The Unified Dispersion Model (UDM) in the hazard assessment software package Phast can account for two-phase jet, heavy and passive dispersion including droplet rainout and pool spreading/evaporation. Pressurised instantaneous releases are modelled by an initial phase of energetic rapid expansion, and a subsequent phase of dispersion where equations are adopted applicable for unpressurised releases. As part of the current work, the UDM sub-model for modelling the initial phase has been replaced by an improved new sub-model.

This paper first summarises the results of a literature review relating to both experimental and theoretical work. Subsequently it outlines the mathematical equations governing the new UDM sub-model, which is based on more sound physical principles than the old model. It allows for both vapour and two-phase releases. In the case of two-phase releases, droplets are assumed to expand radially, potentially leading to time-varying droplet rainout and the formation of a spreading evaporating liquid pool.

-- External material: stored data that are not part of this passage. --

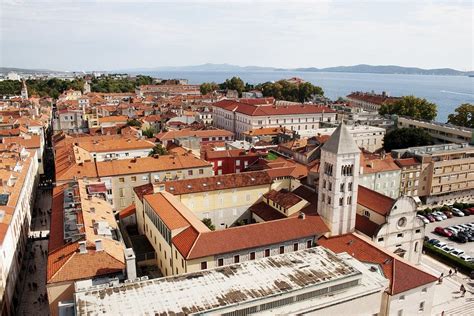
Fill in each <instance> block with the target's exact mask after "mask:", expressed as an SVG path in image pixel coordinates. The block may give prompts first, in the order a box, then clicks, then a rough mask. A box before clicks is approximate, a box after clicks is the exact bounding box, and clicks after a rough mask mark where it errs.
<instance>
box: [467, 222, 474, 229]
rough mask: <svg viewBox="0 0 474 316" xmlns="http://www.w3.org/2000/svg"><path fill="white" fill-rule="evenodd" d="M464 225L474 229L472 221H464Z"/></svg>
mask: <svg viewBox="0 0 474 316" xmlns="http://www.w3.org/2000/svg"><path fill="white" fill-rule="evenodd" d="M465 225H467V226H469V228H470V229H474V223H466V224H465Z"/></svg>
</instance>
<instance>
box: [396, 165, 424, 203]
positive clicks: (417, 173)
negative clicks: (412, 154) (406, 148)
mask: <svg viewBox="0 0 474 316" xmlns="http://www.w3.org/2000/svg"><path fill="white" fill-rule="evenodd" d="M395 163H396V164H397V165H398V166H399V167H400V172H401V177H400V195H407V196H412V197H413V198H414V199H415V200H416V201H417V202H421V201H420V199H419V197H418V186H419V184H420V174H421V169H422V165H421V163H420V162H419V161H418V160H417V159H416V158H413V157H412V158H401V159H395Z"/></svg>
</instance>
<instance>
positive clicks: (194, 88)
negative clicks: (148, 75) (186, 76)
mask: <svg viewBox="0 0 474 316" xmlns="http://www.w3.org/2000/svg"><path fill="white" fill-rule="evenodd" d="M135 94H136V95H137V96H138V97H140V98H143V97H146V96H149V95H153V96H177V95H195V96H199V95H201V91H200V86H199V85H193V84H159V85H142V86H139V87H138V88H136V89H135Z"/></svg>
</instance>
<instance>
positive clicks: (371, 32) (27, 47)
mask: <svg viewBox="0 0 474 316" xmlns="http://www.w3.org/2000/svg"><path fill="white" fill-rule="evenodd" d="M79 2H80V3H79ZM0 3H1V7H0V18H1V27H0V45H1V47H0V49H1V51H0V66H3V67H21V68H46V69H54V70H113V69H125V68H135V67H156V66H182V65H196V64H203V63H230V64H236V65H241V66H246V65H257V66H274V67H288V68H290V67H310V66H313V67H330V66H339V65H355V64H362V63H365V64H372V65H388V64H390V65H401V66H415V67H422V68H438V67H451V68H455V69H459V70H472V69H474V67H473V56H474V52H473V38H474V34H473V33H474V24H473V15H474V10H473V1H471V0H467V1H457V0H449V1H422V0H411V1H405V0H398V1H384V0H378V1H375V0H372V1H363V2H361V1H359V0H358V1H355V0H354V1H349V0H346V1H330V0H328V1H294V0H287V1H270V0H268V1H232V2H225V3H224V2H222V1H179V0H175V1H171V2H165V1H154V2H151V1H133V2H132V1H112V0H109V1H85V0H76V1H43V0H34V1H12V0H0Z"/></svg>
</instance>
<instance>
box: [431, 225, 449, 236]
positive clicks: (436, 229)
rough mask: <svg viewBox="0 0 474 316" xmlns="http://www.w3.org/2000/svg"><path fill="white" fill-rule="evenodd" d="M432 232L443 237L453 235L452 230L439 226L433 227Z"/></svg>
mask: <svg viewBox="0 0 474 316" xmlns="http://www.w3.org/2000/svg"><path fill="white" fill-rule="evenodd" d="M434 232H435V233H437V234H438V235H441V236H444V237H451V236H452V235H453V232H451V231H449V230H447V229H444V228H443V227H439V226H438V227H436V228H435V230H434Z"/></svg>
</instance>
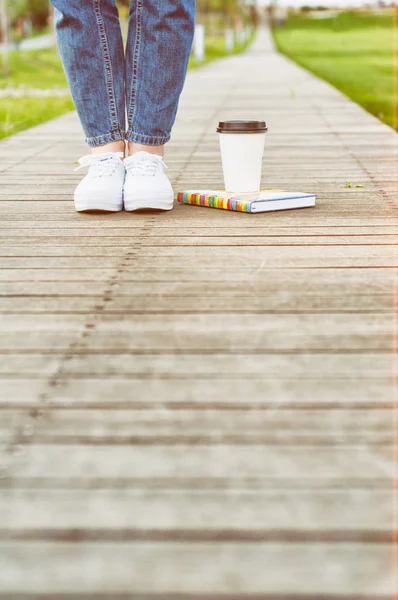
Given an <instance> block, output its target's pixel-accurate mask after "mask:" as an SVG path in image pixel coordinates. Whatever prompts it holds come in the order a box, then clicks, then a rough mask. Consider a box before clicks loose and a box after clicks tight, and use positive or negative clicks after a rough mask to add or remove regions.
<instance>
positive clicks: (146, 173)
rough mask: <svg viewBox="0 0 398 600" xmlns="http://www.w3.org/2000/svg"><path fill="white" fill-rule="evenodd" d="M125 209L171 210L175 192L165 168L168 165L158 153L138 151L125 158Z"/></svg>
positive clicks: (136, 209) (125, 209)
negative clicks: (166, 172)
mask: <svg viewBox="0 0 398 600" xmlns="http://www.w3.org/2000/svg"><path fill="white" fill-rule="evenodd" d="M124 164H125V167H126V180H125V182H124V209H125V210H127V211H131V210H139V209H141V208H151V209H157V210H171V209H172V208H173V204H174V192H173V188H172V187H171V183H170V180H169V178H168V177H167V175H166V173H165V172H164V169H167V166H166V165H165V163H164V162H163V160H162V157H161V156H159V155H158V154H151V153H150V152H143V151H140V152H136V153H135V154H133V156H129V157H128V158H125V159H124Z"/></svg>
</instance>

For ground-level vapour or two-phase releases the correctness of the numerical predictions are confirmed against an analytical solution.  

The paper finally describes the validation of the model against previously published experimental data for pressurised vapour releases and pressurised two-phase releases with and without rainout. This includes validation against ground-level pressurised releases for nitrogen vapour and flashing liquid propylene, and against elevated flashing liquid releases for Freon 11, Freon 12, propane and butane. Overall the old model tends to under-predict the cloud radius and cloud speed versus time, while the new model more closely agrees with experimental data. Therefore the new model produces smaller concentrations and doses, and is less conservative. For two-phase releases the new model predicts an increased amount of rainout, which again is more in line with the experimental data.